We pay close attention to what system calls are used. We avoid opening directories and reading files unless we need to. We use extremely specific, sometimes uncommon platform-specific system calls like clonefile, sendfile, faccessat, memfd_create, etc to avoid unnecessary work.

I could rant for a really long time about all the optimizations we make in bun install, but you get the idea. It was never the binary lockfile format. We just try really hard to make it fast, and all that work applies to the text-based lockfile format too.

Not a breaking change

We're planning to make bun.lock the default in Bun v1.2.0. In the meantime, we continue to support the binary bun.lockb format and will do so for awhile.
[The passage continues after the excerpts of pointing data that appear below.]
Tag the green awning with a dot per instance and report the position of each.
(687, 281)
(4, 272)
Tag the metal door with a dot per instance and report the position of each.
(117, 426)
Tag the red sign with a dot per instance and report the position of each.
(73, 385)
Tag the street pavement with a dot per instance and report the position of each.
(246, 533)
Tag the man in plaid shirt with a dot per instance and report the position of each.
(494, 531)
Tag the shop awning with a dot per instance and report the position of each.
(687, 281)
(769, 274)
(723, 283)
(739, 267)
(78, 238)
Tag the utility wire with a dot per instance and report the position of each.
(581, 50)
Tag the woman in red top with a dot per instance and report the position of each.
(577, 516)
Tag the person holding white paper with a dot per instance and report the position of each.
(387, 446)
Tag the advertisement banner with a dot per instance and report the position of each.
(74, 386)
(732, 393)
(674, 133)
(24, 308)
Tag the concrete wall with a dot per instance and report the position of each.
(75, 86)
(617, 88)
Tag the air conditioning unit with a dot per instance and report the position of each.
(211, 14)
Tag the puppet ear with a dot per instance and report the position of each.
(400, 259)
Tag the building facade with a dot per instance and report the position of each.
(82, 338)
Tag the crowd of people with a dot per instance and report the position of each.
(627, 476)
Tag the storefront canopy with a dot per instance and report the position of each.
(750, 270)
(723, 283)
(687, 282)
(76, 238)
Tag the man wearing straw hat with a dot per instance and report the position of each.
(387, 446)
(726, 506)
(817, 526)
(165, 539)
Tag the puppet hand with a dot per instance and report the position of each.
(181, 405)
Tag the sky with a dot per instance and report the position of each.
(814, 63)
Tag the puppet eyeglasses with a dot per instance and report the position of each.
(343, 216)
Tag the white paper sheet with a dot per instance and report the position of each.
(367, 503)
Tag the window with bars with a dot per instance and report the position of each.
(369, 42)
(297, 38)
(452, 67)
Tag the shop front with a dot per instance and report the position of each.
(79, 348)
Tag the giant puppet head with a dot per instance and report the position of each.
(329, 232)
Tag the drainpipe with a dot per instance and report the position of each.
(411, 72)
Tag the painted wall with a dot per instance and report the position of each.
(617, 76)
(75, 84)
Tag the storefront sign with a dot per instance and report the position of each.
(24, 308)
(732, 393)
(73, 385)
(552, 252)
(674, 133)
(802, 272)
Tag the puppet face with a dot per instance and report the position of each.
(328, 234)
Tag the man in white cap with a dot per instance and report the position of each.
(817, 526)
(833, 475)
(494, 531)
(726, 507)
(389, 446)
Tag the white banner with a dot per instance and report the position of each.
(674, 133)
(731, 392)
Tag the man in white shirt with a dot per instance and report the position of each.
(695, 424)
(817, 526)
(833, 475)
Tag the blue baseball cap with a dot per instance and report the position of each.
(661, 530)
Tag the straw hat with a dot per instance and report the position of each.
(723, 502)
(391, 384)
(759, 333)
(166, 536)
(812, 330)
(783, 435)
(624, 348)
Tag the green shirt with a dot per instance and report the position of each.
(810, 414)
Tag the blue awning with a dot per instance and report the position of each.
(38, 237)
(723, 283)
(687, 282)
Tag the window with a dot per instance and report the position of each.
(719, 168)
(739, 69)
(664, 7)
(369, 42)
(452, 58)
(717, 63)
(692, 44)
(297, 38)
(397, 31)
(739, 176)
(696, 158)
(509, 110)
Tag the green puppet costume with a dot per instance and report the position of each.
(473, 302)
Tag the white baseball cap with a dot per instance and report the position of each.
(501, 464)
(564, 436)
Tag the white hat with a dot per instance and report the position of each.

Until Bun v1.2, the bun install --save-text-lockfile flag will be required to generate the text-based lockfile. When a bun.lock file exists, bun install will use the text-based lockfile and ignore the binary lockfile. Otherwise, it will generate the binary lockfile.

Tooling compatibility

The bun.lock file is JSONC (like tsconfig.json)

Visual Studio Code

VSCode will syntax highlight the bun.lock file for you, thanks to @remcohaszing.

GitHub & git

GitHub renders bun.lock in diffs, which is important when reviewing code.

GitHub showing the text-based bun.lock file

Previously, GitHub didn't render the binary bun.lockb file.

GitHub showing the binary bun.lockb file

Dependabot

At the time of writing, Dependabot's #1 most upvoted feature request is to support bun. A text-based lockfile makes this a lot easier for the Dependabot team to add support for.